There are several formal analogies that can be made between electricity, which is invisible to the eye, and more familiar physical behaviors, such as the flowing of water or the motion of mechanical devices.

In the case of capacitance, one analogy to a capacitor in mechanical rectilineal terms is a spring where the compliance of the spring is analogous to the capacitance.

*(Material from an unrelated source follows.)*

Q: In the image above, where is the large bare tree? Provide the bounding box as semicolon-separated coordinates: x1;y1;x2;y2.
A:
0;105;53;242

Thus in electrical engineering, a capacitor may be defined as an ideal electrical component which satisfies the equation
$V = \frac{1}{C}\int I\,dt,$

where $V$ = voltage measured at the terminals of the capacitor, $C$ = the capacitance of the capacitor, $I$ = current flowing between the terminals of the capacitor, and $t$ = time.

The equation quoted above has the same form as that describing an ideal massless spring:
$F = k\int v\,dt$, where:

$F$ is the force applied between the two ends of the spring,
$k$ is the stiffness, or spring constant (inverse of compliance) defined as force/displacement, and
$v$ is the speed (or velocity) of one end of the spring, the other end being fixed.

Note that in the electrical case, current (I) is defined as the rate of change of charge (Q) with respect to time:

$I = \frac{dQ}{dt}$

While in the mechanical case, velocity (v) is defined as the rate of change of displacement (x) with respect to time:

$v = \frac{dx}{dt}$

Thus, in this analogy:

- Charge is represented by linear displacement,
- current is represented by linear velocity,
- voltage by force.
- time by time

Also, these analogous relationships apply:

- energy. Energy stored in a spring is $\frac{1}{2} kx^2$, while energy stored in a capacitor is $\frac{1}{2}\frac{Q^2}{C} = \frac{1}{2} CV^2$.
- Electric power. Here there is an analogy between the mechanical concept of power as the scalar product of velocity and displacement, and the electrical concept that in an AC circuit with sinusoidal excitation, power is the product VI cos(φ) where φ is the phase angle between V and I, measured in RMS terms.
- Electrical resistance (R) is analogous to mechanical viscous drag coefficient (force being proportional to velocity is analogous to Ohm's law - voltage being proportional to current).
- Mass (m) is analogous to inductance (L), since F = m(dv/dt) while V = L(dI/dt). Thus an ideal inductor with inductance L is analogous to a rigid body with mass m.
- The combined capacitance of capacitors in series and parallel circuits is analogous to the combined spring constant of series and parallel springs.

This analogy of the capacitor forms part of the more comprehensive impedance analogy of mechanical to electrical systems.